Как и у многих представителей поколения X, мое беспокойство по поводу уничтожения тропических лесов восходит корнями к концу 1980-х годов. В 1987 году экологическая группа из Сан-Франциско под названием Rainforest Action Network объявила потребительский бойкот гиганту быстрого питания Burger King, который покупал мясо для гамбургеров, произведенное в Коста-Рике, на земле, где прежде произрастал тропический лес. Чтобы производить говядину, фермеры в Латинской Америке и других странах вырубают тропические леса под выпас крупного рогатого скота. Я смотрел CNN и другие новостные каналы, в которых показаны драматические кадры, как горит лес, а коренные жители покидают родные дома. Расстроенный картинами разрушения, я устроил у себя на заднем дворе вечеринку в честь своего 16-летия с целью собрать деньги для Rainforest Action Network. Я взял с каждого гостя по 5 долларов, собрав в итоге около ста.

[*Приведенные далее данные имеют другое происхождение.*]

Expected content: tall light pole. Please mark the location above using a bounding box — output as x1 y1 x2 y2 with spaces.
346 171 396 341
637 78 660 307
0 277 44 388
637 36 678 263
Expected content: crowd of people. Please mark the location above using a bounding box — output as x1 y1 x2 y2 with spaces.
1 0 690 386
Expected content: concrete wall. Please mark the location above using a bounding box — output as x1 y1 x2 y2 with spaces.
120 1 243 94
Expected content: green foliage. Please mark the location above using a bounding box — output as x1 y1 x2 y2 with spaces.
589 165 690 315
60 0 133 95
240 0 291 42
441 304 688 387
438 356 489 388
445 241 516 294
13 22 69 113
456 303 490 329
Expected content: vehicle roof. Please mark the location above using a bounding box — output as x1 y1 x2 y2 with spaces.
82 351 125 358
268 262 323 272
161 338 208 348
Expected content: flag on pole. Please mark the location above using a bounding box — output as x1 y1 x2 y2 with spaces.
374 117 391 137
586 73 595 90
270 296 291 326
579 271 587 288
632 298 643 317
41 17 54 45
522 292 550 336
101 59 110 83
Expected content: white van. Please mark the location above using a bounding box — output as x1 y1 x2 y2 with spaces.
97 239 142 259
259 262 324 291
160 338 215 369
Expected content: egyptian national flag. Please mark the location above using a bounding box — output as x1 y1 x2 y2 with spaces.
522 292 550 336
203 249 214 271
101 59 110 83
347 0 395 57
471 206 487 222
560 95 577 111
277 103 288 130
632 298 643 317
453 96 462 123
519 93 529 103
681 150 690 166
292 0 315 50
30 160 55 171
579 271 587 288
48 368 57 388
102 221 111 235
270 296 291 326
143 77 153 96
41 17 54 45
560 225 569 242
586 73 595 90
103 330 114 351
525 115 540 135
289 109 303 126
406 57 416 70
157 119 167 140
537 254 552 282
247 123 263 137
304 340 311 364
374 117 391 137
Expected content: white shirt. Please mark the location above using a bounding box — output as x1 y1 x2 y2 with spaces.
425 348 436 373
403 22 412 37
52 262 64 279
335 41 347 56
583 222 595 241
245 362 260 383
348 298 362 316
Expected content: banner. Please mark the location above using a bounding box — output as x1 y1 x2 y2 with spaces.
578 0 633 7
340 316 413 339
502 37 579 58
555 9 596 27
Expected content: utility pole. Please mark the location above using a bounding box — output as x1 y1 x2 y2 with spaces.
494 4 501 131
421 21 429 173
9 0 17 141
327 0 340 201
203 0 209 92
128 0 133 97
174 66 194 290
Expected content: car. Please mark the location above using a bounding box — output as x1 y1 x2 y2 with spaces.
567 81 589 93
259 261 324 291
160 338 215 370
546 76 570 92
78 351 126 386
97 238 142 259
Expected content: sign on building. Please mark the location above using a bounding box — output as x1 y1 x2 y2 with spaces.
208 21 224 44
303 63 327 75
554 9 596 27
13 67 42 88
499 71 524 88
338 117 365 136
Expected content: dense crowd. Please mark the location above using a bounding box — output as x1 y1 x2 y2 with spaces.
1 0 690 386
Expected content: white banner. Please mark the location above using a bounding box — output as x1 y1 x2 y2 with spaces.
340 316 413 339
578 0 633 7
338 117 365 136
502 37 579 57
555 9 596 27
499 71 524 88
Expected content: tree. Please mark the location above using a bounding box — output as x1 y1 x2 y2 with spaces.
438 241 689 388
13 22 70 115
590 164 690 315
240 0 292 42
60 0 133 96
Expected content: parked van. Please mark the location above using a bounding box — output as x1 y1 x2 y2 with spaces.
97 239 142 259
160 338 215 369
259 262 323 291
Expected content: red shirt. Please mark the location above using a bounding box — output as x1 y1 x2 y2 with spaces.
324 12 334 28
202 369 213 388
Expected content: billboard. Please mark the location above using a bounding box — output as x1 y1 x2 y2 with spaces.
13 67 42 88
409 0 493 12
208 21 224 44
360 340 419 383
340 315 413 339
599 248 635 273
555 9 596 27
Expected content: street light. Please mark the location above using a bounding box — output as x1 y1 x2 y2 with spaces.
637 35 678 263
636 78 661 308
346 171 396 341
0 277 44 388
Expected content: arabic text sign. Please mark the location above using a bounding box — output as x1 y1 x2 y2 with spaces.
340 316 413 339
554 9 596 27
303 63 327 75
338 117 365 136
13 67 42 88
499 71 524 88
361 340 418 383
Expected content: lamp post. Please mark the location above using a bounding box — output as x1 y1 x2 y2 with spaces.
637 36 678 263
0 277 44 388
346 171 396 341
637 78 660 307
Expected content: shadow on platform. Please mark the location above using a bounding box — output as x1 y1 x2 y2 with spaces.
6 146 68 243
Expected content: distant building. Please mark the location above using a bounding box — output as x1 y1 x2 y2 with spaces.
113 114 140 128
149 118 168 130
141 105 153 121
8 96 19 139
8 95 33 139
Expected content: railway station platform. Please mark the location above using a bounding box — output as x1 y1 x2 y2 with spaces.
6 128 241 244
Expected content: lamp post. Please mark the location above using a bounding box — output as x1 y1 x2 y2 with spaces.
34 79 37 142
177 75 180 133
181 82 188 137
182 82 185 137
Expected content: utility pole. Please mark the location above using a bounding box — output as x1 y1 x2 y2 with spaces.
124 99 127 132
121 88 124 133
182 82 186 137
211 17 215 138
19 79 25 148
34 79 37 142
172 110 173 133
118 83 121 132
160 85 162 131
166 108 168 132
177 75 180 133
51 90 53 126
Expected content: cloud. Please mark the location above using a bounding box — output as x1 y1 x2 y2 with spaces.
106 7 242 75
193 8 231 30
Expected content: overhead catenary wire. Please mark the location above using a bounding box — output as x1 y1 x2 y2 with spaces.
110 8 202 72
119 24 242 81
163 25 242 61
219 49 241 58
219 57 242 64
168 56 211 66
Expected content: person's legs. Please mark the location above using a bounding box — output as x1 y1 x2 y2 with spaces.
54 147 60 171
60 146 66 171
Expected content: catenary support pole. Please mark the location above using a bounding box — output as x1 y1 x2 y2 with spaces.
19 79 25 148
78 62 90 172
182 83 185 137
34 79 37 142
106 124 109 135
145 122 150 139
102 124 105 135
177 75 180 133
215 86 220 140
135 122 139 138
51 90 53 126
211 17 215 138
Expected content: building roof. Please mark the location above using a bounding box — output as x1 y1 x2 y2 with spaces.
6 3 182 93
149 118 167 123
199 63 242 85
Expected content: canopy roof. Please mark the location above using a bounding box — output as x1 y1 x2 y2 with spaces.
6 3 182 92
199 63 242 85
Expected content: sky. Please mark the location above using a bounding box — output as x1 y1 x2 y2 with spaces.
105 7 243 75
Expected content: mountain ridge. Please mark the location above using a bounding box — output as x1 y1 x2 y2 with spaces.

Сегодня, как и тогда, в качестве пастбищ для производства говядины и молочных продуктов человечество использует больше земной поверхности, чем для чего-либо другого. В частности, в два раза больше, чем для выращивания сельскохозяйственных культур. Для разведения жвачного скота, в том числе коров, овец, коз и буйволов, требуется почти половина общей площади сельскохозяйственных угодий Земли[134].
В Амазонии первыми, кто начал эксплуатировать лес, стали лесорубы, добывающие ценную древесину. За ними следуют владельцы ранчо, которые вырубают лес, сжигают его, а затем пасут скот, чтобы закрепить за собой право собственности. Поскольку производство говядины приводило к разрушению тропических лесов, я перестал ее есть и осенью 1989 года поступил в колледж, уже будучи вегетарианцем.
Для меня кошмар уничтожения тропических лесов уравновешивался ликованием: к октябрю 1987 года бойкот Burger King сети Rainforest Action Network увенчался успехом. Сеть ресторанов быстрого питания объявила о прекращении импорта говядины из Коста-Рики. В какой-то степени я чувствовал, что помог спасти тропические леса[135].
В 15 лет я открыл отделение «Международной амнистии» в своей средней школе. Учитель спросил моего руководителя клуба, школьного консультанта, коммунист я или нет. Два года спустя я подтвердил их подозрения, убедив директора школы разрешить мне провести осенний семестр последнего года обучения в Никарагуа, чтобы выучить испанский и стать свидетелем Сандинистской социалистической революции. После этого я путешествовал по всей Центральной Америке, налаживая отношения с мелкими фермерскими кооперативами.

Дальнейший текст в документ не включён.